The incidence of incidental adenoma is increasing due to the increasing frequency of imaging7. Detecting these lesions’ secretion profiles and consistency at the time of imaging can be beneficial for accelerating patient management. Due to several studies on tumor stiffness and consistency, we focused on the secretion profile in this study11,13,14,15. We hypothesized that the cells that determined the secretion profile could be detected by quantitative analysis in this study and we thought that estimating PHA with the lowest accuracy while estimating prolactinoma with the highest accuracy confirmed this hypothesis. Because each of the pluri-hormonal tumors has different amounts of different secretory types of cells, this condition restricts imaging profiling whereas imaging profiling in a tumor containing a single type of cell, such as a prolactinoma, is succesful.

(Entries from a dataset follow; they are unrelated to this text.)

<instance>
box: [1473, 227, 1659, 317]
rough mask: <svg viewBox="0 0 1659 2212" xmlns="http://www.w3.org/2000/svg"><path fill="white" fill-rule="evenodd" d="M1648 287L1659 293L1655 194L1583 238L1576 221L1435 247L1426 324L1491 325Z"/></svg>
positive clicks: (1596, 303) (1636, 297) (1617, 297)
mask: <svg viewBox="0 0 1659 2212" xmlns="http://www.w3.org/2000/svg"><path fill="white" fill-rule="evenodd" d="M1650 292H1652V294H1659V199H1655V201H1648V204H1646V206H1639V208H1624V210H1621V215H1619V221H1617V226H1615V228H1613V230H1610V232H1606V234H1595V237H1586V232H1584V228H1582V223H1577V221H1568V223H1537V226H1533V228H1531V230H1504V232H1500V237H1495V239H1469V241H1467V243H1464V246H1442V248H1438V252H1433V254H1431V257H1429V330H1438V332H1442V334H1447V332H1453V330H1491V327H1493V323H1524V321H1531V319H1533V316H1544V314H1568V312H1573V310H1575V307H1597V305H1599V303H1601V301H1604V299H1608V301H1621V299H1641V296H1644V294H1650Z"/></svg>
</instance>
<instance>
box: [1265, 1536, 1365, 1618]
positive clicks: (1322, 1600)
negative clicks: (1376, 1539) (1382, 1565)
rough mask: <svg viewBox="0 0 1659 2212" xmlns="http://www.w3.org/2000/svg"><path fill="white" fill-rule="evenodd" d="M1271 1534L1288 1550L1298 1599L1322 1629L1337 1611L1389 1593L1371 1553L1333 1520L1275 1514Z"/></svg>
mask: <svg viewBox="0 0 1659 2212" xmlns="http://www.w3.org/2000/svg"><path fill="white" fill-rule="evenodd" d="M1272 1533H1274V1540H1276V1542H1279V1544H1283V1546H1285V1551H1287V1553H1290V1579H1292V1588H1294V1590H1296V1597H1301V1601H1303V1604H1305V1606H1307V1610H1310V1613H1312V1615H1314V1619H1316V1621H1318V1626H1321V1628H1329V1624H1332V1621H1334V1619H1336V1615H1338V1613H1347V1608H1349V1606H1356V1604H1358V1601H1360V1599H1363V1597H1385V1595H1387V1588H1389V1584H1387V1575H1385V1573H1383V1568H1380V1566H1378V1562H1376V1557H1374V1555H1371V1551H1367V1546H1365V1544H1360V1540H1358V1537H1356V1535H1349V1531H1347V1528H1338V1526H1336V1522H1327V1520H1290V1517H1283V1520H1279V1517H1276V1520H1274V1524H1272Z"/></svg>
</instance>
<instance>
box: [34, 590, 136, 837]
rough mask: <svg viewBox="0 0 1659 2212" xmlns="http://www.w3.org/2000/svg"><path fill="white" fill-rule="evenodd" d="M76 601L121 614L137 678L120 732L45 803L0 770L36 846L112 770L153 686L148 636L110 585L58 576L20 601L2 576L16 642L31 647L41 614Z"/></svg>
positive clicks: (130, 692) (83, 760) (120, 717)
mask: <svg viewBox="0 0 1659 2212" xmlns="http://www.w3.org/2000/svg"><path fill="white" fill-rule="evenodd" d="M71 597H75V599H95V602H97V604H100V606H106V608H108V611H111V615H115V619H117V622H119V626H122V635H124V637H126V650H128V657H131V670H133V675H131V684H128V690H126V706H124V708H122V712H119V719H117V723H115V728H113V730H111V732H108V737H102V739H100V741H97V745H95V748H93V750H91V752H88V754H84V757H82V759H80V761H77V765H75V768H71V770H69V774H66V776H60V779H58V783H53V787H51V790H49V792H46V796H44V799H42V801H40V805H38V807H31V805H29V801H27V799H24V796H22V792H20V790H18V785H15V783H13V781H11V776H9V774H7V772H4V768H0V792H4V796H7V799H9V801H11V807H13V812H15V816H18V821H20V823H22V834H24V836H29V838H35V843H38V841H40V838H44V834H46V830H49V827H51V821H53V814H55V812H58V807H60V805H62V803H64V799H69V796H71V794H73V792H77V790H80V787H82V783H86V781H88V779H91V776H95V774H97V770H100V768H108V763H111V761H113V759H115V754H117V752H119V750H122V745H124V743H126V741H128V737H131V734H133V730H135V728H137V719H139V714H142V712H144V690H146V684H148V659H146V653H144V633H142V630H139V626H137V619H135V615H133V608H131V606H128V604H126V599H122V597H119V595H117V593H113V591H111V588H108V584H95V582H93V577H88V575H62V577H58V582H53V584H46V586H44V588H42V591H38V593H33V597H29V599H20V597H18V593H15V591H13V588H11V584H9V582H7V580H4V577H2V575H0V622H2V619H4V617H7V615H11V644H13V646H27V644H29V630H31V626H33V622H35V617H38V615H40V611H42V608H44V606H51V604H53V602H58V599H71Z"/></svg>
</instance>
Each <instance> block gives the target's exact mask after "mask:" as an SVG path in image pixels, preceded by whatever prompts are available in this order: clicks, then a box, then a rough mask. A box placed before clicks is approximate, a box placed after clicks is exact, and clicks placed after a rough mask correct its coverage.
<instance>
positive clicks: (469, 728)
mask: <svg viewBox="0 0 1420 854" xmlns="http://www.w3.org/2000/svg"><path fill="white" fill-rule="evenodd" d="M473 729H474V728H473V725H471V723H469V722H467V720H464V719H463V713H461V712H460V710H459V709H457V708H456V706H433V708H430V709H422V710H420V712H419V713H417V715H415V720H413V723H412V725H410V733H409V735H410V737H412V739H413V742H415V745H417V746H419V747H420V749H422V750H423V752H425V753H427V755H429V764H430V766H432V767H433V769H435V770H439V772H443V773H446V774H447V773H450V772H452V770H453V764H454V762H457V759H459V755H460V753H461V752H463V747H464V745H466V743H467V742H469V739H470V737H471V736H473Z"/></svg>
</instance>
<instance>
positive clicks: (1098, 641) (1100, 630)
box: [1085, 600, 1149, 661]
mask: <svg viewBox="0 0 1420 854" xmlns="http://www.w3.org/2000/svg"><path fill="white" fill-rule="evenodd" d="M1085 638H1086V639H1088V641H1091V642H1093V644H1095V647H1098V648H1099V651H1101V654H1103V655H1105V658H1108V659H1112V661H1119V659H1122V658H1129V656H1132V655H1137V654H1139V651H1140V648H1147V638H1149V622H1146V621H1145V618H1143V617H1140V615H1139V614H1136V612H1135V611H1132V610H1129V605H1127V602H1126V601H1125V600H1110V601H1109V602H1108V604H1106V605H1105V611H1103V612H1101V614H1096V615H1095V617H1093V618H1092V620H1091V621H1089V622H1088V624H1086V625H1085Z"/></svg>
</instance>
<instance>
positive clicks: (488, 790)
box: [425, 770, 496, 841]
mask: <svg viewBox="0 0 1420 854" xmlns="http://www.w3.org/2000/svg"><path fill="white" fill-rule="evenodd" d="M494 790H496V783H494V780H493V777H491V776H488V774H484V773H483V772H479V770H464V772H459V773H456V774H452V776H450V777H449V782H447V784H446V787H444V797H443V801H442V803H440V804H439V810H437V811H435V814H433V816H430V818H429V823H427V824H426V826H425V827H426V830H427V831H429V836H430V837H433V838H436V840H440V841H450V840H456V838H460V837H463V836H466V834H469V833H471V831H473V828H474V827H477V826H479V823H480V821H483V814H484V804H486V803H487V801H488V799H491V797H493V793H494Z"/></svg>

This study had several limitations. First, prolactinomas were found in half of the patients, and this neural network trained balanced distribution; however other networks have not. Second, the ground truth was hormone plasma levels because our patient population was consisted of patients admitting to the outpatient clinic of endocrinology. Third, the study was single-centered. However, radiomics features were subjected to rigorous stability analyses to increase reproducibility and precision, and the internal validation methods were used in training neural networks to increase accuracy.

CONCLUSIONS

Soon, this study and previous studies will become parts of a complex web and accumulate, allowing us to obtain much more quantitative data on patients than current. Until then, we need to increase our quantitative data and closely test our imaging biomarkers’ reproducibility, precision, and accuracy. This study shows that the ANN distinguishes with 95% accuracy whether a pituitary adenoma is a prolactinoma.